Pero si nos ponemos a revisar la historia, nos encontramos que todo lo arriba dicho alcanza a todo tipo de objetos, incluidos los dispositivos tecnológicos e instrumental científico. En efecto, si uno asiste a un museo y ve un astrolabio, un sextante, un mapa antiguo, una esfera celeste, un reloj astronómico y otros artilugios por el estilo de la época renacentista, se encontrará con que todas esas cosas eran diseñadas con arte, y en muchos casos, eran verdaderas piezas de joyería hermosamente decoradas; hoy, todas esas funciones se encuentran en nuestros teléfonos celulares, hay allí mapas del cielo, planetarios portátiles, brújulas, así como Google Maps, etc., y sólo basta descargar las aplicaciones correspondientes en ese objeto que es tan sólo un bloque de plástico plano con una pantalla pero que difícilmente podría ser considerado una obra de arte como los objetos arriba mencionados.
Muchos más ejemplos podrían citarse, pero bastan los que se han señalado para demostrar un fenómeno que es a la vez muy interesante y muy triste: entre más pasa el tiempo y se avanza en la ciencia y en la técnica, se abandona la estética, algo que resulta paradójico, porque con tantos avances a nuestro alcance, deberíamos ser capaces de superar lo hecho en el pasado en vez de volvernos cada vez más minimalistas en nuestra producción humana y en nuestros diseños.
Y es que el minimalismo, cuya doctrina y manifiesto promulga que «menos es más» y que todo debería ser reducido a «lo esencial», se nos ha vendido como una «estética culta, de buen gusto, y hasta elegante, intelectual y modernísima», en una época en la que hasta los supuestos «filósofos» predican el vacío y la nada.

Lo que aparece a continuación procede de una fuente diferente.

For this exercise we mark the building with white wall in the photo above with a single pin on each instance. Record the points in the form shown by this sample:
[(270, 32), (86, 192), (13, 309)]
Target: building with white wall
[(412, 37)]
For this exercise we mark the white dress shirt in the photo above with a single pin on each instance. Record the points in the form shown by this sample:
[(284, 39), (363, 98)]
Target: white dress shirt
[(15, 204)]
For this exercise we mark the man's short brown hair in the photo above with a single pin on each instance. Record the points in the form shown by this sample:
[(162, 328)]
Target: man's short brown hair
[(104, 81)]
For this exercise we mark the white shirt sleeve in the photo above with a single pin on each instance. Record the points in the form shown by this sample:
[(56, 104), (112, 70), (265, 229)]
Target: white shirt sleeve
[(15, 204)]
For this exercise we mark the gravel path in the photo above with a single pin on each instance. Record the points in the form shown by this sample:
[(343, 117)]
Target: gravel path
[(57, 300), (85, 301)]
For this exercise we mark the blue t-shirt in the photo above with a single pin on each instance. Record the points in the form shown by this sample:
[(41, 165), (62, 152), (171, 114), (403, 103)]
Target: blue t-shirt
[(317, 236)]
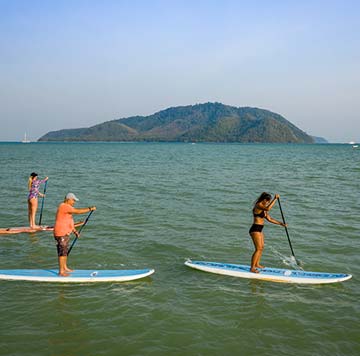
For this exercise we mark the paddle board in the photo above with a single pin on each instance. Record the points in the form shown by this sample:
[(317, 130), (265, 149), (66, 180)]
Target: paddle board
[(83, 276), (28, 229), (269, 274)]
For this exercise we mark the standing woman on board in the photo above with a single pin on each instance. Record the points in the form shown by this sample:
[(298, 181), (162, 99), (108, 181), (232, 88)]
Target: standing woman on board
[(260, 211), (33, 187)]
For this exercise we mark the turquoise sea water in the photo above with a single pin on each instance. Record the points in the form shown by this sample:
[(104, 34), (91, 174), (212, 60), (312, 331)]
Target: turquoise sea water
[(159, 204)]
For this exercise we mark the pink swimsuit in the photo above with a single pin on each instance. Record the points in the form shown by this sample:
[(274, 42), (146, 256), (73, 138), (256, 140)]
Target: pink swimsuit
[(34, 190)]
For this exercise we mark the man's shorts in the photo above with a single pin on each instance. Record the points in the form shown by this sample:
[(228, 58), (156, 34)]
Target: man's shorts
[(62, 244)]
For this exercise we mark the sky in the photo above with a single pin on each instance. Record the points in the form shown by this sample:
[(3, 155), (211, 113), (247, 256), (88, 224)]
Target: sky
[(77, 63)]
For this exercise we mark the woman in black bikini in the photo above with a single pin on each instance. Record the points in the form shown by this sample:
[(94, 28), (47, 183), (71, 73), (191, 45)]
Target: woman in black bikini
[(260, 211)]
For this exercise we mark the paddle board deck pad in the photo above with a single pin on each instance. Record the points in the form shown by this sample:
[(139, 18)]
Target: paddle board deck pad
[(269, 274), (78, 276), (28, 229)]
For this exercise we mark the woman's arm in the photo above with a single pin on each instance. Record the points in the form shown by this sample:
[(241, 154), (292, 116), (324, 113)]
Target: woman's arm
[(83, 210)]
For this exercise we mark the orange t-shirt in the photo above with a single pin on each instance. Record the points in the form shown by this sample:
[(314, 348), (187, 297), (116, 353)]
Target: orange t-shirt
[(64, 222)]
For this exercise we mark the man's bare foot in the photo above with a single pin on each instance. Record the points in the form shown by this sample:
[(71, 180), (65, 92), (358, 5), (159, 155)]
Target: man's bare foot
[(64, 274)]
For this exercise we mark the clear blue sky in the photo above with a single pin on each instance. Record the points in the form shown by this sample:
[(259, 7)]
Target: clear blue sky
[(76, 63)]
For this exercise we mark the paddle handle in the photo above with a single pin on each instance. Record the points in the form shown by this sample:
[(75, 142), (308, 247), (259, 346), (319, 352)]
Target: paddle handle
[(287, 233)]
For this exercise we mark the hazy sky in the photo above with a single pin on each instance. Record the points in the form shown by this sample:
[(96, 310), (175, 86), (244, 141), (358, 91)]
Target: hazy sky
[(76, 63)]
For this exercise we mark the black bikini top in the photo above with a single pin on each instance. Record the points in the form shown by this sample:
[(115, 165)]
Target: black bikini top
[(261, 215)]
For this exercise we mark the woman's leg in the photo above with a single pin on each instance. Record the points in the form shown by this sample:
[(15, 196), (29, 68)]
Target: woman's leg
[(32, 204), (258, 240)]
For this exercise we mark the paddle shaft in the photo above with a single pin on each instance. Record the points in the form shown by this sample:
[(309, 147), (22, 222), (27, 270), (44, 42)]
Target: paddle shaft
[(86, 220), (42, 203), (287, 233)]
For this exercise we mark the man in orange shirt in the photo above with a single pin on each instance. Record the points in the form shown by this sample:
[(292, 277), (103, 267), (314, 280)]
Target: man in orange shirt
[(64, 226)]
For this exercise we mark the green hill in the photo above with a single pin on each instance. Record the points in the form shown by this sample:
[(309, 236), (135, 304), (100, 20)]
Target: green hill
[(210, 122)]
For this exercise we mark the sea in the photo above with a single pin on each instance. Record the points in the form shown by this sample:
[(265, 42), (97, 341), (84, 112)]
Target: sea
[(159, 204)]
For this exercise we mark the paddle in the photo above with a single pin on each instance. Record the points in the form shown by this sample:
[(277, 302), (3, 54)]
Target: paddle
[(86, 220), (287, 234), (42, 203)]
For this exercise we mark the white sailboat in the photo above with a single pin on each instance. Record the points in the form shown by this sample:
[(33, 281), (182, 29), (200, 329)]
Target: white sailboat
[(25, 140)]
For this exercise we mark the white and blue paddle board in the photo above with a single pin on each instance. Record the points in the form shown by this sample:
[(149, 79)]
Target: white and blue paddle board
[(269, 274), (83, 276)]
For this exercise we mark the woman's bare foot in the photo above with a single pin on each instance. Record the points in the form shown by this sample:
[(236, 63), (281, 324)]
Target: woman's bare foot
[(64, 274)]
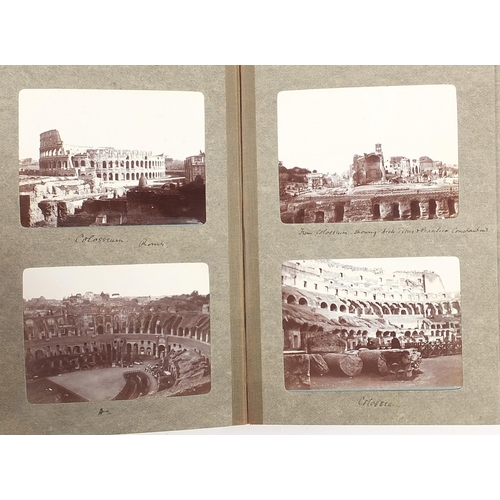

Y esto es desesperanzador, porque si es verdad que en toda forma de arte subyace un discurso, y que toda estética implica una ética, entonces ello significa que este abandono de la Belleza al que estamos asistiendo refleja el ánimo de nuestra época, así como su falta de sentido y el abandono de los grandes valores eternos y universales tan caros para las gentes de tiempos pretéritos y lejanos. Y eso no lo podemos permitir, es necesario recuperar la Belleza (y con ella el Alma), como valor supremo en nuestro mundo, y el diseño en todos los sentidos debe servir a tal fin, ya hablemos de diseño gráfico, diseño como planeación arquitectónica o urbanística, diseño de programas informáticos, diseño «de interiores», etc.
No cabe duda de que, en cuestión de diseño, arte y estética, es muy cierta aquella afirmación de que todo tiempo pasado fue mejor.